Short-Term Rental Revenue Estimator

Predicting nightly price, annual occupancy, and total STR revenue for unrented properties using geospatial machine learning.

Overview

This project predicts potential annual Short-Term Rental (STR) revenue for properties that are not currently listed on Airbnb. Using open data sources (Inside Airbnb, U.S. Census ACS, OpenStreetMap), a geo-aware cold-start embedding system, and a multi-model LightGBM pipeline, the system estimates:

Nightly price
Annual occupancy
Annual revenue

New listings lack reviews, host history, and booking performance — features that strongly influence STR outcomes.

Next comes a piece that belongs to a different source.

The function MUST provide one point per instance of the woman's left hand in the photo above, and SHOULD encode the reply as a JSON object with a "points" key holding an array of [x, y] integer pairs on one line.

To overcome this cold-start problem, the model builds a geospatial performance embedding that aggregates nearby and structurally similar listings across multiple distance bands. This produces a surrogate performance profile even when no historical data exists for a property.

A FastAPI web application allows users to input a Zillow URL and minimal property attributes to receive a revenue estimate and an AI-generated investment rating ("good / ok / caution / avoid").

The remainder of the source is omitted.